New Zealand Food Safety is advising consumers, especially those with chronic liver damage, the elderly and pregnant people to consider extra precautions if eating frozen berries to minimise the risk of Hepatitis A, says New Zealand Food Safety deputy director-general Vincent Arbuckle.
Hepatitis A is relatively rare in New Zealand, but in 2015 imported frozen berries were linked to an outbreak of the disease.
“We have recently become aware of 3 cases of Hepatitis A, all of whom regularly consume imported frozen berries and are linked through virus genotyping”, says Arbuckle.
“While there is not sufficient information on a specific brand to initiate a targeted product recall, the evidence from the cases and from international experience, indicates a risk of exposure to Hepatitis A from consuming imported frozen berries.Given we are moving towards the summer months where more frozen berries will be consumed, we considered it appropriate to remind consumers of these simple precautions. This is particularly the case for vulnerable communities for whom the consequences of becoming infected with the Hepatitis A virus can be serious.”

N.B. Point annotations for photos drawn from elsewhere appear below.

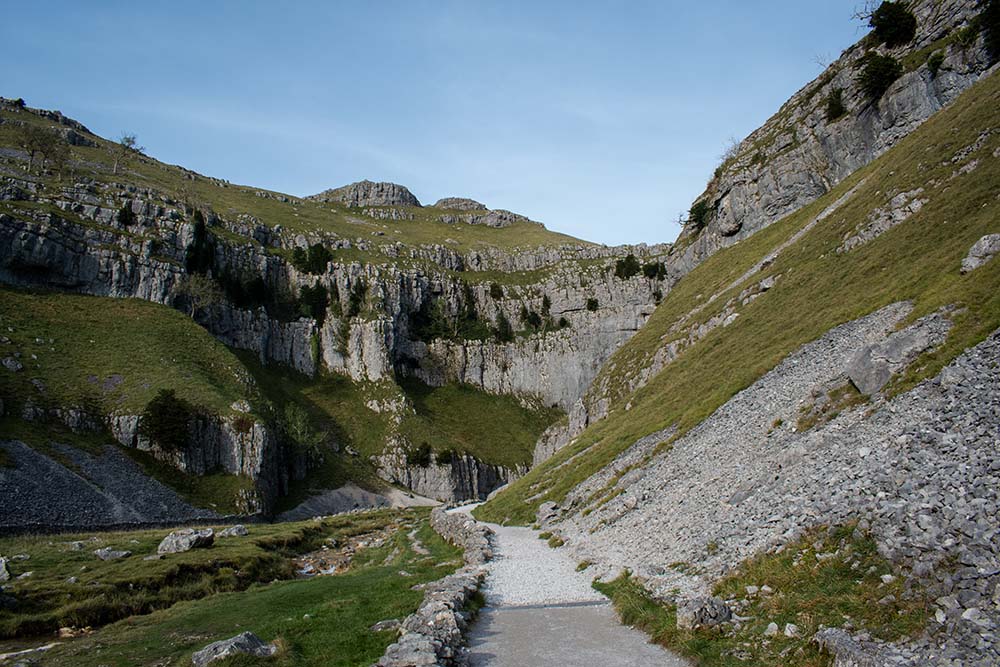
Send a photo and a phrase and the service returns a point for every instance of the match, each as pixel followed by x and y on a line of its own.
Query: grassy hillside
pixel 296 215
pixel 817 288
pixel 114 354
pixel 185 601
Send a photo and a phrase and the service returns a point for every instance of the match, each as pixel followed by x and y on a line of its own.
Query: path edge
pixel 435 633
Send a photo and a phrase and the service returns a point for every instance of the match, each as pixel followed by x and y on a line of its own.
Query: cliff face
pixel 801 152
pixel 76 238
pixel 798 155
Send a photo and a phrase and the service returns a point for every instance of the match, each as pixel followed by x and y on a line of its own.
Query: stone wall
pixel 434 635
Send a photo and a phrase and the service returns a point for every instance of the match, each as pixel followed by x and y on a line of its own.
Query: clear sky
pixel 601 119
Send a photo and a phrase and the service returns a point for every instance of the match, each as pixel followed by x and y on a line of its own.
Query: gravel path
pixel 541 611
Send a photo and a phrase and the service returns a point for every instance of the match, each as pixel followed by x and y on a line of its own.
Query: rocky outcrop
pixel 463 478
pixel 459 204
pixel 245 643
pixel 236 445
pixel 981 252
pixel 186 539
pixel 919 471
pixel 801 153
pixel 102 490
pixel 367 193
pixel 875 365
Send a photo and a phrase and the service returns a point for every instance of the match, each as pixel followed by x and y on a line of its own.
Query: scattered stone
pixel 186 539
pixel 239 530
pixel 702 612
pixel 246 643
pixel 387 625
pixel 107 553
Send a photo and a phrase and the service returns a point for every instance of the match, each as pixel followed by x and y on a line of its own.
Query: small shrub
pixel 243 424
pixel 627 267
pixel 126 217
pixel 877 74
pixel 357 298
pixel 654 270
pixel 698 215
pixel 313 302
pixel 893 24
pixel 835 105
pixel 200 253
pixel 166 421
pixel 421 456
pixel 934 62
pixel 504 332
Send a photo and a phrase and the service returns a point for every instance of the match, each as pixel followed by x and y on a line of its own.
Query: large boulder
pixel 702 613
pixel 246 643
pixel 875 365
pixel 239 530
pixel 186 539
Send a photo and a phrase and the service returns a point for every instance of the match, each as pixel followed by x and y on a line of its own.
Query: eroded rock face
pixel 459 204
pixel 464 478
pixel 799 154
pixel 367 193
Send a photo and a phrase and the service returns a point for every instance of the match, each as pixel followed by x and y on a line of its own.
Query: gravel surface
pixel 921 470
pixel 102 490
pixel 526 571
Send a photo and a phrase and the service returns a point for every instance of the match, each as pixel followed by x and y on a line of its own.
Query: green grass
pixel 113 354
pixel 109 591
pixel 297 215
pixel 460 418
pixel 320 621
pixel 808 592
pixel 917 260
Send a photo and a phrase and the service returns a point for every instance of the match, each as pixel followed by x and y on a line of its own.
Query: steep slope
pixel 799 452
pixel 832 126
pixel 359 287
pixel 746 308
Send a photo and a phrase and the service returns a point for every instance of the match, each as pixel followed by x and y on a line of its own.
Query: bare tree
pixel 200 291
pixel 126 148
pixel 35 141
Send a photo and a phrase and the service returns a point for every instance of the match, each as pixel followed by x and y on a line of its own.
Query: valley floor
pixel 542 611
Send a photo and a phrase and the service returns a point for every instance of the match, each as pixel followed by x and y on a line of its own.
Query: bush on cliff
pixel 166 421
pixel 878 72
pixel 893 24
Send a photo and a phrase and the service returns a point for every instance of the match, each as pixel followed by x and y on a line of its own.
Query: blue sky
pixel 601 119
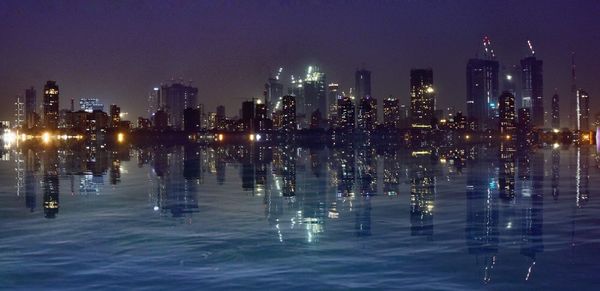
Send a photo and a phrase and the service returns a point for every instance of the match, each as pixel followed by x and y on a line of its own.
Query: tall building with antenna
pixel 482 88
pixel 532 80
pixel 273 92
pixel 555 111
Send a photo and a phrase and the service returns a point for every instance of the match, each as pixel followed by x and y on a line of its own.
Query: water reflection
pixel 314 195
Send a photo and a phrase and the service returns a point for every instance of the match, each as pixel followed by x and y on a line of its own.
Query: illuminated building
pixel 248 115
pixel 345 113
pixel 50 105
pixel 391 112
pixel 153 101
pixel 362 84
pixel 482 92
pixel 297 90
pixel 31 117
pixel 315 92
pixel 524 124
pixel 583 110
pixel 115 116
pixel 174 99
pixel 333 92
pixel 191 120
pixel 161 120
pixel 144 123
pixel 288 113
pixel 221 117
pixel 273 91
pixel 533 89
pixel 212 120
pixel 555 111
pixel 422 98
pixel 90 104
pixel 507 120
pixel 367 113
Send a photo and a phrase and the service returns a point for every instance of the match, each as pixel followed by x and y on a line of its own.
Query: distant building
pixel 555 111
pixel 90 104
pixel 333 92
pixel 367 113
pixel 174 99
pixel 583 110
pixel 315 89
pixel 533 89
pixel 507 120
pixel 362 84
pixel 391 112
pixel 161 120
pixel 288 113
pixel 273 91
pixel 31 116
pixel 221 117
pixel 50 105
pixel 422 97
pixel 115 116
pixel 524 123
pixel 144 123
pixel 191 120
pixel 346 113
pixel 482 92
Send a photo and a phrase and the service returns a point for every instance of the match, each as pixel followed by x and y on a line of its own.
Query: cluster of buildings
pixel 89 118
pixel 499 99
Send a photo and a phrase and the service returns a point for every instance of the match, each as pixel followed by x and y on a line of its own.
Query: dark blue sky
pixel 119 50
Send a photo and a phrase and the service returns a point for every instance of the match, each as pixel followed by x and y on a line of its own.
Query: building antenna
pixel 487 47
pixel 530 47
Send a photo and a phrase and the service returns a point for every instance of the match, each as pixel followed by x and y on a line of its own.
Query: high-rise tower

Making imported frozen berries safe to eat
New Zealand Food Safety is advising people to be aware of the risks and if eating frozen berries to take the following precautions during pregnancy, if they are elderly or with chronic liver damage:
- briefly boil frozen berries before eating them, or
- ensure cooking temperatures exceed 85 degree Celsius for 1 minute.
- wash your hands before eating and preparing food.
New Zealand has excellent systems to minimise risk throughout the supply chain and food businesses are verified to ensure the proper precautions are being taken, says Arbuckle.
“In addition, imported berries are subject to a sampling and testing regime before being released for sale. However, we will never be able to completely eliminate any food safety risk from food for sale. That’s why we encourage consumers to consider extra precautions at home.
“The safety of consumers is our number 1 priority, and we will continue to monitor the situation with that in mind. As part of this, we are working with frozen berry suppliers to ensure they are aware of potential risks and are actively managing the issue. If we identify any evidence of a wider risk we will assess and take appropriate action, including product recalls.”